Can you feel it? (the benefit of sensitivity)



We are sensitive to the (human) nature within us and the social and natural world around us, however we don’t experience our lives as sensitively as we could, because we are able to keep our feelings out of mind.

Like fight or flight reactions, dissociation from feeling is a survival strategy we tend to employ either when we are scared, when we’ve been traumatised, or when our feelings threaten to overwhelm us. The more dissociated we are from our feelings, the less of our life we are living, and the more we will be beset by problems we don't understand.

The significant experiences of our lives, our perceptions, attitudes, identities, assumptions, expectations, fears and desires, dependencies, loves and hates, all have emotional dimensions which we can feel to lesser or greater extents.

To have a full and rich experience that we can make sense of, we must experience what is there to be experienced. We can’t understand what we aren’t conscious of. Even if we think we know what’s happening in our lives, if that knowledge doesn’t include the knowledge of how the issue feels, our understanding will remain partial and fragmented.

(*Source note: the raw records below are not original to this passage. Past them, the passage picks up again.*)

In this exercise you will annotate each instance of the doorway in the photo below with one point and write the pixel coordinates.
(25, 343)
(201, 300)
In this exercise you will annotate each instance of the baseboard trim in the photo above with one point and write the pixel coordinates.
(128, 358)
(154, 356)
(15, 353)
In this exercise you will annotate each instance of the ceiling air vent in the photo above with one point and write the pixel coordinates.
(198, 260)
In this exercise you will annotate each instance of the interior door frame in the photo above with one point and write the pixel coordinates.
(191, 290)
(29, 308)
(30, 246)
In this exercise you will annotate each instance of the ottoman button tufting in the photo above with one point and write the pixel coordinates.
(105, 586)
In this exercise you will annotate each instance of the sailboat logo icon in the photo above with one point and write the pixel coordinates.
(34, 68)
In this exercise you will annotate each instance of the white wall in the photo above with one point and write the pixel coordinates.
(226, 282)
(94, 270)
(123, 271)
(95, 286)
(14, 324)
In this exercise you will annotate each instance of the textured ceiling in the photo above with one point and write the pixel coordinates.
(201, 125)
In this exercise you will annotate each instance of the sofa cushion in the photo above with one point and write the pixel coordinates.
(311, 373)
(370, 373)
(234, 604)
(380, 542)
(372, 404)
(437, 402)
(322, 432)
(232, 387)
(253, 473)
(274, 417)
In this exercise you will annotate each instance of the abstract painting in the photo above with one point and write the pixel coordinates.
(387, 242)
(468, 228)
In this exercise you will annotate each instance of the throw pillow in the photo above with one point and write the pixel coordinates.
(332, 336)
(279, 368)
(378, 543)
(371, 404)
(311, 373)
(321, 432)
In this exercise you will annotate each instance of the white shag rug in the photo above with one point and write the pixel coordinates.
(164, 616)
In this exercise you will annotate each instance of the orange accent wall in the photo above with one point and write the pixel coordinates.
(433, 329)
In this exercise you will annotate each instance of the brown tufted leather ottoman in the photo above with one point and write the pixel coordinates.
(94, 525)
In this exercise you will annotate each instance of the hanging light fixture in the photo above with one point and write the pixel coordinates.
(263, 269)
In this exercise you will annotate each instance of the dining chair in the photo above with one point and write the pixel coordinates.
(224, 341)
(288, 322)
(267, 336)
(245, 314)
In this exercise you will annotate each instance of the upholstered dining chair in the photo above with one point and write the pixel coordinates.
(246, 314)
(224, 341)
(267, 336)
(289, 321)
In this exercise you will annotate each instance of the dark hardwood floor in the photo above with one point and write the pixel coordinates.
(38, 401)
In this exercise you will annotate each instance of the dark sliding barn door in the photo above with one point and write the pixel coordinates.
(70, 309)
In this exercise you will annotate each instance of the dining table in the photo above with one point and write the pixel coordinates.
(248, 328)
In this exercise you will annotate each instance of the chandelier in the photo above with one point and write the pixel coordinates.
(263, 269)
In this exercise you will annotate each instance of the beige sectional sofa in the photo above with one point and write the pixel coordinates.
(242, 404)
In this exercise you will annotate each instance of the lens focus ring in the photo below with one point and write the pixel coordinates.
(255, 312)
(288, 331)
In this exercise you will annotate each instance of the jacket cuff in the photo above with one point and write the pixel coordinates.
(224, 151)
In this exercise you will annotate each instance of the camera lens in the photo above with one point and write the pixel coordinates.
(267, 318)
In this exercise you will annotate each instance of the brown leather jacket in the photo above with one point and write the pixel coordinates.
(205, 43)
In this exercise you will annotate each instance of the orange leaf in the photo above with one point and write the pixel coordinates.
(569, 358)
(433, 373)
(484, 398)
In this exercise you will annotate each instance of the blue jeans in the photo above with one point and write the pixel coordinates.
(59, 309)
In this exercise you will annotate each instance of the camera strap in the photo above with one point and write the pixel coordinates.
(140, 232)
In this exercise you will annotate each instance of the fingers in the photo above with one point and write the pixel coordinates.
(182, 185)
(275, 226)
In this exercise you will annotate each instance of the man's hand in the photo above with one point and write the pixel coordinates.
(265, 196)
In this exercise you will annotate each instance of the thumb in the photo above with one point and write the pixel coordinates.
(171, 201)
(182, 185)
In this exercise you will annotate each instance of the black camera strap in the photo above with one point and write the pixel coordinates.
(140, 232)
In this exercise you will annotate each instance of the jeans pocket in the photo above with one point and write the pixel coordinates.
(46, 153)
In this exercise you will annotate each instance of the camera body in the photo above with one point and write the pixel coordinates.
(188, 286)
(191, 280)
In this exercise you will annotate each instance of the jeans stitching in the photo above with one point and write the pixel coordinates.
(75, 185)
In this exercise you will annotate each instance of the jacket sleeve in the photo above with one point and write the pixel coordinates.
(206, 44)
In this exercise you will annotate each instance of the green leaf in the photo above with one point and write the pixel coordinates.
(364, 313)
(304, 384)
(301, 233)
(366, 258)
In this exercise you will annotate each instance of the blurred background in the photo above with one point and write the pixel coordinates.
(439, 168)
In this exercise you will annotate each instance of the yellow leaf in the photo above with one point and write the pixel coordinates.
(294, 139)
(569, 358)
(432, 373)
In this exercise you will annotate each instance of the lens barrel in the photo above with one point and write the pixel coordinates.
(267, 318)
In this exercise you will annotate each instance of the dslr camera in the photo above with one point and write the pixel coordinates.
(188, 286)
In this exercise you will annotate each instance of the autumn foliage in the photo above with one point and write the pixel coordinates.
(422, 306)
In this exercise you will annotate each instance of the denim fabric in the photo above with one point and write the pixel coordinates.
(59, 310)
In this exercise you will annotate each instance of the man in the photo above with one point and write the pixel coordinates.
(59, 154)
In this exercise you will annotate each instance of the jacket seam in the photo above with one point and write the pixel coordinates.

The full understanding of an issue only comes from a conscious perspective on the felt experience.

We can develop the capacity to feel more, simply by bringing our attention back to what we are experiencing here and now, at any moment, and then make the effort to remain with the feeling quality of our lives.

Paying attention to the way things actually are, with interest and without interference - including how we feel in the present tense - is an important foundation in the development of wisdom.